Memcheck: mc_leakcheck.c:1128 (void lc_scan_memory(Addr, SizeT, Bool, Int, Int, Addr, SizeT)): Assertion 'bad_scanned_addr >= VG_ROUNDUP(start, sizeof(Addr))' failed.

host stacktrace:
==33824==    at 0x258059519: ???
==33824==    by 0x25805988F: ???
==33824==    by 0x258059864: ???
==33824==    by 0x258003445: ???
==33824==    by 0x258002C64: ???
==33824==    by 0x2580014F2: ???
==33824==    by 0x258016EA0: ???
==33824==    by 0x25815AAA3: ???
==33824==    by 0x258126427: ???

sched status:
  running_tid=1

It would be a big help to get the host stacktraces.

Comment 1 Paul Floyd 2025-11-26 05:54:46 UTC

Host stack traces are now working. Will push soonish.

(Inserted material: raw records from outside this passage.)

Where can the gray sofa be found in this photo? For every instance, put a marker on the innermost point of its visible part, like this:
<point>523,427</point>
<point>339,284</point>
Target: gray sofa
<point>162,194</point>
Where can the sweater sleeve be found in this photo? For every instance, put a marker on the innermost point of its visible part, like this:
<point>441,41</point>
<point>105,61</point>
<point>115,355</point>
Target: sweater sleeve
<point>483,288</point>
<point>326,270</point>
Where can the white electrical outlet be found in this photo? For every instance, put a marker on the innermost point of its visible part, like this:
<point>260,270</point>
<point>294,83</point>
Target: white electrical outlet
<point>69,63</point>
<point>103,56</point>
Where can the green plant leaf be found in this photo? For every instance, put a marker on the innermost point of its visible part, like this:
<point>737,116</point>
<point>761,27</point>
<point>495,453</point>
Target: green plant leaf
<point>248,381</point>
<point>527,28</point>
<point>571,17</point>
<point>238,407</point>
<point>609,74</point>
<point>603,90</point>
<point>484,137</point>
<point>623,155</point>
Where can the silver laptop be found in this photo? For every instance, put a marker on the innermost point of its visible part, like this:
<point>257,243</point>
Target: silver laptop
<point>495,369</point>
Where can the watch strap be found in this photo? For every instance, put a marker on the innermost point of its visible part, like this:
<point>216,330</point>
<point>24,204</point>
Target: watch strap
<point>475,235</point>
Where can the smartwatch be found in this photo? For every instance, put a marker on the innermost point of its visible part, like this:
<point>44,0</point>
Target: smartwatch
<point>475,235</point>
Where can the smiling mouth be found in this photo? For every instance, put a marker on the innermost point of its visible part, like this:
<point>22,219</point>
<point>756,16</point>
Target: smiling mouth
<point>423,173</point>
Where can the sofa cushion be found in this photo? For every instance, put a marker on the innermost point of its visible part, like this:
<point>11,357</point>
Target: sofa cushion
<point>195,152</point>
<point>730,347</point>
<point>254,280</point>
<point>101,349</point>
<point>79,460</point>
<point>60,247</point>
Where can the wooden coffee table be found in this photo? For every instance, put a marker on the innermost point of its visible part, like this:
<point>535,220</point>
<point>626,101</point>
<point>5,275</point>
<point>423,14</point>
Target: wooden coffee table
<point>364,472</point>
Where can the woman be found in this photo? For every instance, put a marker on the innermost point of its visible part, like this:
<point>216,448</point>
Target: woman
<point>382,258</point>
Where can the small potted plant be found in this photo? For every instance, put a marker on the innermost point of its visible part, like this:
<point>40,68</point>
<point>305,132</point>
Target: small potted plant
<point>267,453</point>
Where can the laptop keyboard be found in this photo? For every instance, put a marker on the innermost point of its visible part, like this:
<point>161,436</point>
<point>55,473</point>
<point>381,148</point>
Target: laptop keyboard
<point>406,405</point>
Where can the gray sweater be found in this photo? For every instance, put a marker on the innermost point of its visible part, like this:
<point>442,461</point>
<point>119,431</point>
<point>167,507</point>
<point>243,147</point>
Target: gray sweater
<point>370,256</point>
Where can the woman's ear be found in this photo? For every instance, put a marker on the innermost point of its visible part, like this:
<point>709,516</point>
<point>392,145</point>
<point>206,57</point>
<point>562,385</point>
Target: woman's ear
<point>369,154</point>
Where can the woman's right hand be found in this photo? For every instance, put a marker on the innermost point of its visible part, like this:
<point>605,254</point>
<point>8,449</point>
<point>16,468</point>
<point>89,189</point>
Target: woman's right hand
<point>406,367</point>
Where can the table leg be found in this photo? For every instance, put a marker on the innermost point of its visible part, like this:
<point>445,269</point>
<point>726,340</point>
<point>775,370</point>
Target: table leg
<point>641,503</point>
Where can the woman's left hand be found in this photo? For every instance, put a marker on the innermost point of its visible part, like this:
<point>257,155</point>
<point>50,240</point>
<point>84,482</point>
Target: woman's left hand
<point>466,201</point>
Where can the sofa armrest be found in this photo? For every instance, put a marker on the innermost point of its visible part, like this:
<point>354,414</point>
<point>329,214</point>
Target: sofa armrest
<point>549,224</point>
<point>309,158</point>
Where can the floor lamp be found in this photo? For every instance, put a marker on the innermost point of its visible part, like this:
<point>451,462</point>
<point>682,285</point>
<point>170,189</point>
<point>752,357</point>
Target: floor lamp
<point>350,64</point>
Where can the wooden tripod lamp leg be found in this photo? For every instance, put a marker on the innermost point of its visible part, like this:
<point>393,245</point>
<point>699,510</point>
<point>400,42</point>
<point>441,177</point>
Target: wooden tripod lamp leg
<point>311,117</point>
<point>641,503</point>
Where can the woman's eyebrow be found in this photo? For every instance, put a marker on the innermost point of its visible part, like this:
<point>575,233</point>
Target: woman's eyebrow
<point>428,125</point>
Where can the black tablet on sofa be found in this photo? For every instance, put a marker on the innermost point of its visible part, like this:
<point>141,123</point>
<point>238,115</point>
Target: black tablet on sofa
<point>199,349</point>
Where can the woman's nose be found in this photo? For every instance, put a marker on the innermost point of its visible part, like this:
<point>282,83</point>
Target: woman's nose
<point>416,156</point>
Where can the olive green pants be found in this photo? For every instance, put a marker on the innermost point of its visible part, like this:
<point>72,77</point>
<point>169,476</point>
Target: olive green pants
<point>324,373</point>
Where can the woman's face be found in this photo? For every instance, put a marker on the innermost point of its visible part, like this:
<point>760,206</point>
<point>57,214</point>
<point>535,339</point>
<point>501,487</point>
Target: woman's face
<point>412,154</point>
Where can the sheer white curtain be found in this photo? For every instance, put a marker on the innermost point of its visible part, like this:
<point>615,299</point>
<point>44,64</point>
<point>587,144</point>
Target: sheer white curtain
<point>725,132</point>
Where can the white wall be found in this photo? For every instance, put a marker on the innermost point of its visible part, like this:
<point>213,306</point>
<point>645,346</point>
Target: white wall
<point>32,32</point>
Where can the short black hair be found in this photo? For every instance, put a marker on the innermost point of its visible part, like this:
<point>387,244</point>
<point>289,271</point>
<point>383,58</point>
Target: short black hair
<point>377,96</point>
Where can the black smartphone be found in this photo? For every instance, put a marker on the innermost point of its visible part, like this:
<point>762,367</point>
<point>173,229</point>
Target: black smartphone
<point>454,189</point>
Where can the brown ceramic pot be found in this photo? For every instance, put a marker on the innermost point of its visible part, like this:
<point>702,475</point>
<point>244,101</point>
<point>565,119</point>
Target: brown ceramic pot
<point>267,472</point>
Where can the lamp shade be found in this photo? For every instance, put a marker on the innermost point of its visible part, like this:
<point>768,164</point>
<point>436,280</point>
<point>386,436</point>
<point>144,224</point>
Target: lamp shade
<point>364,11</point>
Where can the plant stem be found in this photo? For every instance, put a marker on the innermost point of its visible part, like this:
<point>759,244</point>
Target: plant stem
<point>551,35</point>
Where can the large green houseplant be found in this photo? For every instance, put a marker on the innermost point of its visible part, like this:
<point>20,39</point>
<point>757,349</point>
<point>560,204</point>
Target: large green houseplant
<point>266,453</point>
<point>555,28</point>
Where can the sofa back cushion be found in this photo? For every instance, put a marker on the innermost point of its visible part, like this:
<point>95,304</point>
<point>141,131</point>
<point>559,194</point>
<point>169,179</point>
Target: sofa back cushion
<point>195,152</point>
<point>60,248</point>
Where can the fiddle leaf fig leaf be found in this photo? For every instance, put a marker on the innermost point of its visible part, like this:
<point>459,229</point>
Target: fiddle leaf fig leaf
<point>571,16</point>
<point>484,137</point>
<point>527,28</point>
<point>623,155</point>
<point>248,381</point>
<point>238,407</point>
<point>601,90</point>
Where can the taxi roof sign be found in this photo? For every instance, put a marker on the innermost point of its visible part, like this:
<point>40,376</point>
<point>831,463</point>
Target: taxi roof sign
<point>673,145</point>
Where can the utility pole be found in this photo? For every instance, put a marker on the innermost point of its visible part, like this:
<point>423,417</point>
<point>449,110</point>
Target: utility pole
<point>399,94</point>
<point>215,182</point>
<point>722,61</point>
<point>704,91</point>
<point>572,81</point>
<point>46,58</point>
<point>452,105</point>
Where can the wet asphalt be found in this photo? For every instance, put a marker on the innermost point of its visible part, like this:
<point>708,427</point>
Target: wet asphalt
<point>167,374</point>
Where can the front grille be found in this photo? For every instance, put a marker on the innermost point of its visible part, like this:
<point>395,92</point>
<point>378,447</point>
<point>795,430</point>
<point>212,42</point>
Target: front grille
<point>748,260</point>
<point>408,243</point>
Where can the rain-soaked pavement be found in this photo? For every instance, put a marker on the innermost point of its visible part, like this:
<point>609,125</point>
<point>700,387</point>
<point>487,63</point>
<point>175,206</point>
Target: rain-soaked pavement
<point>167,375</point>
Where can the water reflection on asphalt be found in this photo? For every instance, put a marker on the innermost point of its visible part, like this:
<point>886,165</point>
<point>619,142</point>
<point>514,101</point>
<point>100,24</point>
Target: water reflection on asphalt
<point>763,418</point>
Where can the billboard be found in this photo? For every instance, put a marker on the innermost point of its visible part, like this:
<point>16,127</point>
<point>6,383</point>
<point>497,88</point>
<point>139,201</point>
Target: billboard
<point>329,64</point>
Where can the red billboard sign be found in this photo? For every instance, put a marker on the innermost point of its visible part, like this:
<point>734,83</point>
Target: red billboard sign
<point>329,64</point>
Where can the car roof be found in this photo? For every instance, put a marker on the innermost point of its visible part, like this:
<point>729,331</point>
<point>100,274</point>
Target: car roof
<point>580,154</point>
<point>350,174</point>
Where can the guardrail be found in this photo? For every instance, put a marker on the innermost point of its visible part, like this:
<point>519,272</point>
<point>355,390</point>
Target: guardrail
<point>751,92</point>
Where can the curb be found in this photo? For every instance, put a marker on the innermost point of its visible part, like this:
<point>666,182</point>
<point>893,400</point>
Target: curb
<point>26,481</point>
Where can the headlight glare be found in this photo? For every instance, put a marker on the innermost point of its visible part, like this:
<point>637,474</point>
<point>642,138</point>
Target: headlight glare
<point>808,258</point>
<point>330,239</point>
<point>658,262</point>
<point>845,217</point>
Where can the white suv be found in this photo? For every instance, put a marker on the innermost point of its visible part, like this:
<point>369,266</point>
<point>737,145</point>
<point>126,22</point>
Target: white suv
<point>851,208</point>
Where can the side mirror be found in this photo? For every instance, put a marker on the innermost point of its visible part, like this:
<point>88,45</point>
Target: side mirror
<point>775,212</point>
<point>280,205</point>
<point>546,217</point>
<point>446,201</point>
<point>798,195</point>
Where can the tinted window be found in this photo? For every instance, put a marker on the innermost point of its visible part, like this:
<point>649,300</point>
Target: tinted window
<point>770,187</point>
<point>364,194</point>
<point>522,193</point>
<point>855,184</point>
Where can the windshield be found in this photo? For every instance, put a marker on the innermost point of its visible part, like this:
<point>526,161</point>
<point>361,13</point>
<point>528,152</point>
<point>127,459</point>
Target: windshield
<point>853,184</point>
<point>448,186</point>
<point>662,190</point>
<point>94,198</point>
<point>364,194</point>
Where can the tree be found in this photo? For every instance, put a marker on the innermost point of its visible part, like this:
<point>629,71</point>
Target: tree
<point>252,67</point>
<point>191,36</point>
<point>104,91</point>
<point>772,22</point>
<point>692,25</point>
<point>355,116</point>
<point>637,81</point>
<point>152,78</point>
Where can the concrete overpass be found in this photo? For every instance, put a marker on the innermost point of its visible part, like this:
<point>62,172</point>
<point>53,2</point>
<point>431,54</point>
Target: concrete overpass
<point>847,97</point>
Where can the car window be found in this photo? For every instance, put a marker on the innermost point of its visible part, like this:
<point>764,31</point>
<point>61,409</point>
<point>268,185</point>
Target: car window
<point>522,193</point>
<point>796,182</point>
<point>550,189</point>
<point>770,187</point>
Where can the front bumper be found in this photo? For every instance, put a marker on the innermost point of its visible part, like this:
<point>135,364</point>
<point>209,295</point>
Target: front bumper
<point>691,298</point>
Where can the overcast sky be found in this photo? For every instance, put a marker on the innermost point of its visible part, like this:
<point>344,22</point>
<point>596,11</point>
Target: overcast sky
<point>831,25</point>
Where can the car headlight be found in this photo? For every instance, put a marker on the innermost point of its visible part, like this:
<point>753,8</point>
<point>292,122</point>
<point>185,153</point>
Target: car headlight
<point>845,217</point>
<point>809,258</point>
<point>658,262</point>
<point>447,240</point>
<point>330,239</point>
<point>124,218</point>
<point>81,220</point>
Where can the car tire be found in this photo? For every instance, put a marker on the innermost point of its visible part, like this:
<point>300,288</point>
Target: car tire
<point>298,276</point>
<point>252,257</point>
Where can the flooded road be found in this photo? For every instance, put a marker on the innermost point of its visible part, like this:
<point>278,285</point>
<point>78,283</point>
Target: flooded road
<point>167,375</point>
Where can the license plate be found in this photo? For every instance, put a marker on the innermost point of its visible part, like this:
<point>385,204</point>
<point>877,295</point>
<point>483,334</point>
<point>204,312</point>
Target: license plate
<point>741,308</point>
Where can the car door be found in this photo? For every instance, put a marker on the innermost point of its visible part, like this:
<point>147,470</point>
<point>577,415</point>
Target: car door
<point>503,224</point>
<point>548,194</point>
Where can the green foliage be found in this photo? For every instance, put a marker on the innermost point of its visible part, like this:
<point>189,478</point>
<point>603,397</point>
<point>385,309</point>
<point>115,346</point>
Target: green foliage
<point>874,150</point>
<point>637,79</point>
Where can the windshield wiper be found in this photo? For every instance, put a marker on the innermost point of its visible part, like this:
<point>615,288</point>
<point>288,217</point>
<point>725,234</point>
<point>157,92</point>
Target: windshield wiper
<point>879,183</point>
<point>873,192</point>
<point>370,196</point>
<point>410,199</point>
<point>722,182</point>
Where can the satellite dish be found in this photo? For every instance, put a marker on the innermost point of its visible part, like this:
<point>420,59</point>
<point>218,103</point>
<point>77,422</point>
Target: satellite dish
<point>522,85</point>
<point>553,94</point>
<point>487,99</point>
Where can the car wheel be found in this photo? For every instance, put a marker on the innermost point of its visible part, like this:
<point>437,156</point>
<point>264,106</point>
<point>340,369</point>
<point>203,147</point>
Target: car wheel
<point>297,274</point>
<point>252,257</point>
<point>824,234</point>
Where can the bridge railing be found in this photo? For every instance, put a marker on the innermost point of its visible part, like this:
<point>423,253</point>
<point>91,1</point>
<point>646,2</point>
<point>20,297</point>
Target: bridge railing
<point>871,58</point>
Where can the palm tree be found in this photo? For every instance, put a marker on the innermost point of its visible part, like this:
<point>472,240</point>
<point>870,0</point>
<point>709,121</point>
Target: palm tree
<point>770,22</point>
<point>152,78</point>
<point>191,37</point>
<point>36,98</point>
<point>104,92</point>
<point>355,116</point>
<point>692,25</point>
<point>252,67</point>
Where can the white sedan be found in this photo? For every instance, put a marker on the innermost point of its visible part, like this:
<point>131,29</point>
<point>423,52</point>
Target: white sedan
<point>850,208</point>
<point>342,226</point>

Comment 2 Paul Floyd 2025-11-26 07:59:24 UTC

The main part of the problem is

==77391== Process terminating with default action of signal 11 (SIGSEGV)
==77391==  Access not within mapped region at address 0x70000639A41A
==77391==    at 0x1006754A3: _pthread_join_cleanup (in /usr/lib/system/libsystem_pthread.dylib)
==77391==    by 0x10067786F: _pthread_join (in /usr/lib/system/libsystem_pthread.dylib)
==77391==    by 0x100000BE5: main (thread_alloca.c:50)
==77391==  If you believe this happened as a result of a stack
==77391==  overflow in your program's main thread (unlikely but
==77391==  possible), you can try to increase the size of the
==77391==  main thread stack using the --main-stacksize= flag.
==77391==  The main thread stack size used in this run was 8388608.

The second issue

Memcheck: mc_leakcheck.c:1128 (void lc_scan_memory(Addr, SizeT, Bool, Int, Int, Addr, SizeT)): Assertion 'bad_scanned_addr >= VG_ROUNDUP(start, sizeof(Addr))' failed.

host stacktrace:
==77391==    at 0x258059CD9: ??? (m_libcassert.c:426)
==77391==    by 0x25805A04F: ??? (m_libcassert.c:497)
==77391==    by 0x25805A024: ??? (m_libcassert.c:564)
==77391==    by 0x258003C05: ??? (mc_leakcheck.c:1128)
==77391==    by 0x258003424: ??? (mc_leakcheck.c:2028)
==77391==    by 0x258001CB2: ??? (mc_leakcheck.c:2235)
==77391==    by 0x258017660: ??? (mc_main.c:8493)
==77391==    by 0x25815BE13: ??? (m_main.c:2316)
==77391==    by 0x258127774: ??? (syswrap-darwin.c:246)

My guesss is that fixing the first segfault will make the leak alignment assert go away.

Comment 3 Paul Floyd 2025-12-10 20:28:24 UTC

It passes on 10.14. Since 10.13 is long obsolete I'll close this.